Gist
MASS GAFFITTER
I'm very fond of gaffitter, a smart little console program that scans a list of files and/or directories and fumbles through them until it comes up with a subset of that list that will fit in a given space. It's perfect for taking large directories of stuff and segmenting them into archivable collections.
I recently ran out of disk space on my desktop and realized I had hundreds, nay thousands, of music directories that I needed to put somewhere else. I suppose I could have bought more hard drive space, but more than that I wanted a lot of it just to be put away. I ran gaffitter on the collection with a limit of 4.2 GB, the reliable size of a data DVD, and it said I had about 35 collections worth. Great, I thought, but how to organize the output of gaffitter into subdirectories that I could then burn onto DVDs?
For that, I wrote mass_gaffiter.py. It's a very simple little script that uses gaffitter's regular output as its input, and then turns around and spits out another script (a shell script this time) that, for each collection gaffitter has identified, creates a subdirectory and moves everything in that collection into the subdirectory. When it's done, your cluttered directory is organized into a collection of subdirs named "gaf_disk_01", "gaf_disk_02", etc., all ready for growisofs or whatever other DVD burning software you like.

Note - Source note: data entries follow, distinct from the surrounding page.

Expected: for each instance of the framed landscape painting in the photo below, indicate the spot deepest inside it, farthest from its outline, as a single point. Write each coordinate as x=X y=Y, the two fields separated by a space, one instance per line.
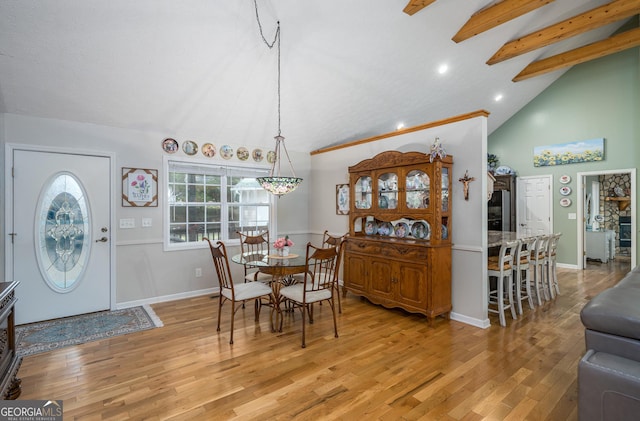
x=569 y=153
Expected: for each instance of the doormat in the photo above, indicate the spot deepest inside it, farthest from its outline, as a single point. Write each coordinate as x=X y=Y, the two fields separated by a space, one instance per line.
x=34 y=338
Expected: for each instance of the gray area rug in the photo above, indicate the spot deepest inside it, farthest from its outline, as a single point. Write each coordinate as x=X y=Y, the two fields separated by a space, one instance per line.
x=49 y=335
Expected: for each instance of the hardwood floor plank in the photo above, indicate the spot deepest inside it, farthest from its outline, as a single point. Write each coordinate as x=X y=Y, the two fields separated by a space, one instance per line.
x=386 y=364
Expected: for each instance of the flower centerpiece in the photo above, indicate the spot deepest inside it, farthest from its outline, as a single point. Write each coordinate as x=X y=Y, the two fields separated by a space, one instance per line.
x=282 y=245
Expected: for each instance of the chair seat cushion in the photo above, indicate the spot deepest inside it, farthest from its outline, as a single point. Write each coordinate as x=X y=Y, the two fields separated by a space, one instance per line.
x=258 y=276
x=495 y=266
x=295 y=293
x=247 y=291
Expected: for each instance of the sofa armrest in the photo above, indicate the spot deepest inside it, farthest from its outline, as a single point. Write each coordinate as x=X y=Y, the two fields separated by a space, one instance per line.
x=608 y=387
x=615 y=311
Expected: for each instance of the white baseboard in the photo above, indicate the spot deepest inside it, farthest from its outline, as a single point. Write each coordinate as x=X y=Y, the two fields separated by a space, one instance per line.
x=566 y=266
x=483 y=324
x=165 y=298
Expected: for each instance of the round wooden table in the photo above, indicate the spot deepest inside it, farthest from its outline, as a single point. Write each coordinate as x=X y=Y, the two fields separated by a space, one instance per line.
x=280 y=268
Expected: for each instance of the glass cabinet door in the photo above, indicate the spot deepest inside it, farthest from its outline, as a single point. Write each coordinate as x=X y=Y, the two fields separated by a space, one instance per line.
x=388 y=191
x=417 y=188
x=362 y=194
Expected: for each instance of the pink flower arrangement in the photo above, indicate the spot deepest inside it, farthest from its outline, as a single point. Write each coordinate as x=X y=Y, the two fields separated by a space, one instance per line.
x=282 y=242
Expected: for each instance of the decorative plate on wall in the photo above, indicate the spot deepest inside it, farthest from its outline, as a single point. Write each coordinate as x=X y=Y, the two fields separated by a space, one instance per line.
x=242 y=153
x=208 y=150
x=169 y=145
x=226 y=151
x=189 y=147
x=565 y=190
x=565 y=201
x=257 y=155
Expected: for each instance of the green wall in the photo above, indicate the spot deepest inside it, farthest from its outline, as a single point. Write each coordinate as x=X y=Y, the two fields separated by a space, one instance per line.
x=598 y=99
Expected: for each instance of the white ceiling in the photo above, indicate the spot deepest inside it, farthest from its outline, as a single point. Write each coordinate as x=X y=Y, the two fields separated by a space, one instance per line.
x=199 y=70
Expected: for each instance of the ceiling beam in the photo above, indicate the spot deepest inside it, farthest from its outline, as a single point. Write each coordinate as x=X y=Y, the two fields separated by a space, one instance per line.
x=611 y=45
x=414 y=6
x=594 y=18
x=495 y=15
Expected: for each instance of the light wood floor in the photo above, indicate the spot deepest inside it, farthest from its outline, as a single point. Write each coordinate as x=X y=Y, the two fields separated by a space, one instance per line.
x=385 y=365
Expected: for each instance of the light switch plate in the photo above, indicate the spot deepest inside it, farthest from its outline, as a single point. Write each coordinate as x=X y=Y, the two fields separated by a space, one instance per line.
x=127 y=223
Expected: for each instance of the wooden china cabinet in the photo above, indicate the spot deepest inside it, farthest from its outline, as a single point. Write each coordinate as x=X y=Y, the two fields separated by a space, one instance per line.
x=398 y=253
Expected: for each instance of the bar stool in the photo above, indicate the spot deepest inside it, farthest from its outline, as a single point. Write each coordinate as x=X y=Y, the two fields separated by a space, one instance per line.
x=524 y=266
x=501 y=267
x=539 y=258
x=552 y=275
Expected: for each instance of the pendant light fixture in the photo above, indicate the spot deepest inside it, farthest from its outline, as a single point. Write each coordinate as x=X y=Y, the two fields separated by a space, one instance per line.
x=276 y=183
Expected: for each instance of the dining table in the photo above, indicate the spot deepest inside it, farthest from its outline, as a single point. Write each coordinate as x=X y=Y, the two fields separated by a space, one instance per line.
x=281 y=268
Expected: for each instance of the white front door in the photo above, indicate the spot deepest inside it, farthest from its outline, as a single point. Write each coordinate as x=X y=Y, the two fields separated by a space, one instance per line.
x=533 y=207
x=61 y=234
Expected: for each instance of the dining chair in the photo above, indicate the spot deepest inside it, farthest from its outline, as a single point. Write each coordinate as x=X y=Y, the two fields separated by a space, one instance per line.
x=235 y=293
x=254 y=248
x=523 y=269
x=321 y=273
x=539 y=258
x=329 y=240
x=552 y=275
x=501 y=267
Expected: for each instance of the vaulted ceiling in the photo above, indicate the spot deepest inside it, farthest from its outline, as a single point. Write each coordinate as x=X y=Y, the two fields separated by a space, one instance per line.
x=199 y=70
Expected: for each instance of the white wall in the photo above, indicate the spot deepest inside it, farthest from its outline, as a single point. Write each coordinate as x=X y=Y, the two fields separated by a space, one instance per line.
x=466 y=141
x=146 y=273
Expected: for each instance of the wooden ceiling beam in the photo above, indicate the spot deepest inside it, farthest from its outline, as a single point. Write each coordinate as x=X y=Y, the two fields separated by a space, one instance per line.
x=495 y=15
x=594 y=18
x=611 y=45
x=415 y=6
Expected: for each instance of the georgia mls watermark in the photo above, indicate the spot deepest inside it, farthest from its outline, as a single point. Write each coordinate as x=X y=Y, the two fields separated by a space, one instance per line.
x=31 y=410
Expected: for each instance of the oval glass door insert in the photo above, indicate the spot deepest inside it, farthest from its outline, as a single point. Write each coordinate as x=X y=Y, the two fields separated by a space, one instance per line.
x=63 y=242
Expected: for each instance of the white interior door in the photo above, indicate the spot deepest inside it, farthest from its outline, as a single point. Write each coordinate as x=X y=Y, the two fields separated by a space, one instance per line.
x=533 y=206
x=61 y=234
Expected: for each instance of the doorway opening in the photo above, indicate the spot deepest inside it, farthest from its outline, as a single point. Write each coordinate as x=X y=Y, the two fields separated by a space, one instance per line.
x=606 y=217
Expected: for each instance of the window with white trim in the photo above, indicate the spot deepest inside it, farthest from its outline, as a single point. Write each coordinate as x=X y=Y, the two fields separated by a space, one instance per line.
x=214 y=202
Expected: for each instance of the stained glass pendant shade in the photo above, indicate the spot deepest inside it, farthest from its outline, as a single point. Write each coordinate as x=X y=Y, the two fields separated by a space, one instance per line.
x=275 y=183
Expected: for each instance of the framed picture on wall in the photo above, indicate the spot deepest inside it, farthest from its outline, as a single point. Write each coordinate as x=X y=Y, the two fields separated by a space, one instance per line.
x=342 y=199
x=139 y=187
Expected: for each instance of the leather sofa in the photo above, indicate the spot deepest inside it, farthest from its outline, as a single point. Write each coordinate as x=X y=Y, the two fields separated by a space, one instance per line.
x=609 y=372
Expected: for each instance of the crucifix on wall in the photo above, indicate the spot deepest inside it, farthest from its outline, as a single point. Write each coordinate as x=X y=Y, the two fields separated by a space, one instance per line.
x=465 y=184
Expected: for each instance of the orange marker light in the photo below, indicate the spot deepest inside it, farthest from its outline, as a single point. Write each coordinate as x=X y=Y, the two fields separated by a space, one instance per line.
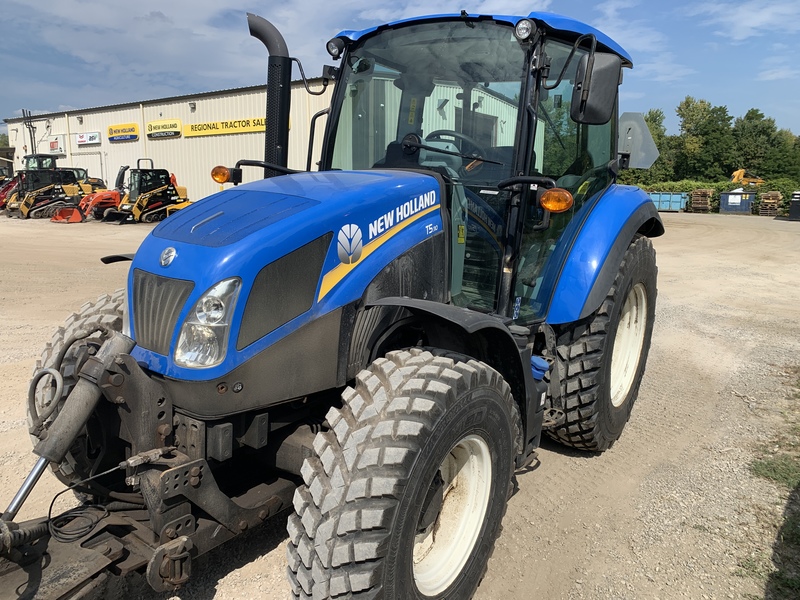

I'm trying to get into the habit of sharing the little utilities in life that I can't work without. I think of them as little throwaways, but some of them I've kept for years, so I figure someone else might have good use of them. Here's mass_gaffiter.py:
#!/usr/bin/env python
import sys
import re
re_m = re.compile(r'^\[(\d+)\] Sum')
f = open(sys.argv[1], "r")
accum = []
for l in f:
    g = re_m.match(l)
    if not g:
        accum.append(l[:-1])
        continue
    print 'mkdir gaf_disk_%03d' % int(g.group(1))
    print 'mv %s gaf_disk_%03d' % (
        ' '.join(['"' + i + '"' for i in accum if i]),
        int(g.group(1)))
    accum = []